Read At Sword's Point Online

Authors: Katherine Kurtz,Scott MacMillan

At Sword's Point (20 page)

"Adolfo, contact Dr. LeBlanc. I want to speak with him."

* * * *

In the gray Audi, Anton von Liebenfalz was audibly willing Drummond's car to pull off at the next service plaza. Since swinging around Munich and heading out toward Stuttgart, the combination of a near-empty tank and a near-full bladder had added increasingly to his motoring discomfort.

"
Gruss Gott
!" von Liebenfalz exclaimed, when at last he saw Drummond put on his turn indicator and head towards the fast-approaching off ramp.

While Drummond drove directly to the petrol pumps, von Liebenfalz swung wide of the Esso station and pulled into the parking lot of an adjoining restaurant.
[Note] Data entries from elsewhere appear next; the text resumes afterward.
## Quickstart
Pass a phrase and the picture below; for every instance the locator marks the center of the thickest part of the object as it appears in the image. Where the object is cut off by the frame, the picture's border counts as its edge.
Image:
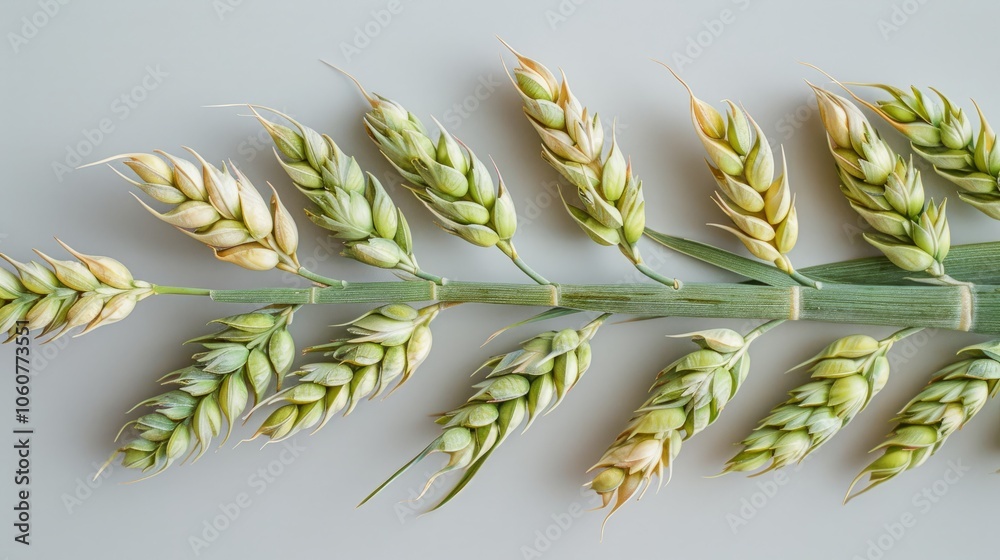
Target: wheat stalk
(846, 375)
(218, 207)
(686, 398)
(238, 361)
(94, 292)
(390, 342)
(613, 208)
(523, 383)
(759, 204)
(885, 190)
(950, 400)
(942, 135)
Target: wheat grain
(218, 207)
(351, 204)
(884, 189)
(447, 177)
(950, 400)
(942, 134)
(390, 342)
(94, 292)
(213, 392)
(521, 384)
(686, 398)
(846, 375)
(613, 208)
(759, 204)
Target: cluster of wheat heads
(246, 370)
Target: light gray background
(67, 77)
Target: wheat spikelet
(213, 392)
(686, 398)
(846, 375)
(521, 384)
(943, 135)
(613, 208)
(390, 342)
(884, 189)
(351, 204)
(950, 400)
(91, 293)
(447, 177)
(759, 204)
(218, 207)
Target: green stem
(528, 270)
(318, 278)
(964, 308)
(805, 280)
(750, 336)
(900, 335)
(428, 276)
(671, 282)
(507, 248)
(178, 290)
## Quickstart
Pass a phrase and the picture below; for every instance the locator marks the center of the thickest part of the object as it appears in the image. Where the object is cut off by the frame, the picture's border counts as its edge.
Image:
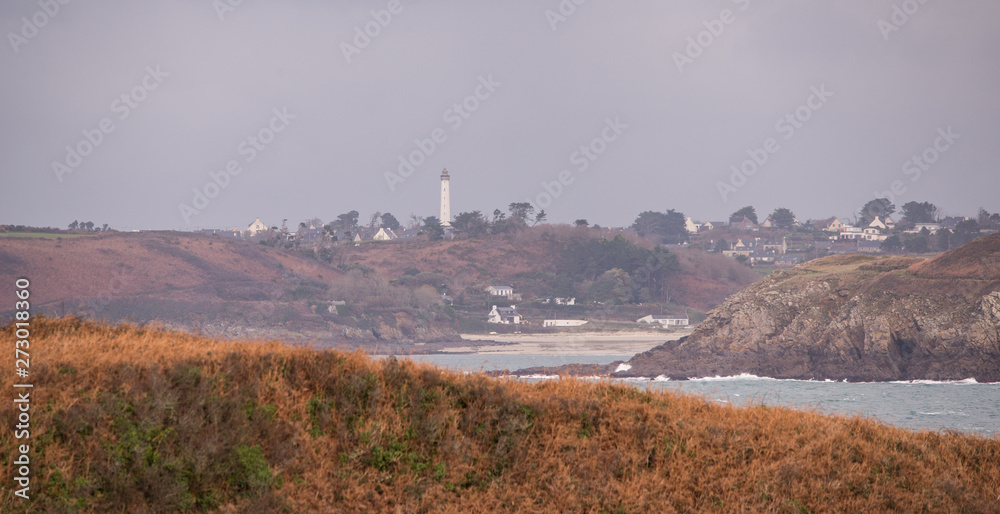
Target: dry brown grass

As he climbed out of the Audi, he felt as if his bladder was about to burst. He made a dash for the restaurant's rest-rooms, emerging just in time to see Drummond heading into the shop to pay for his petrol. Starting the Audi, von Liebenfalz drove up to the far set of pumps and began filling his tank, keeping his back turned to the shop entrance.

The Audi's tank was only half-filled when Drummond came out, climbed into his car, and drove over to the separate building that housed the station's toilets.

Half a tank would have to do. Turning off the pump, von Liebenfalz dashed into the shop to pay his bill. A fat truck driver with vintage body odor was blocking the cash register. Oblivious to his lack of charms, the driver was doing his best to impress the homely woman behind the counter.

In a panic, von Liebenfalz watched as Drummond pulled up by the toilets, got out of his car, and headed inside.

The truck driver's heavy-handed compliments to the Esso station attendant continued unabated, and to von Liebenfalz growing horror, the woman seemed to be encouraging him.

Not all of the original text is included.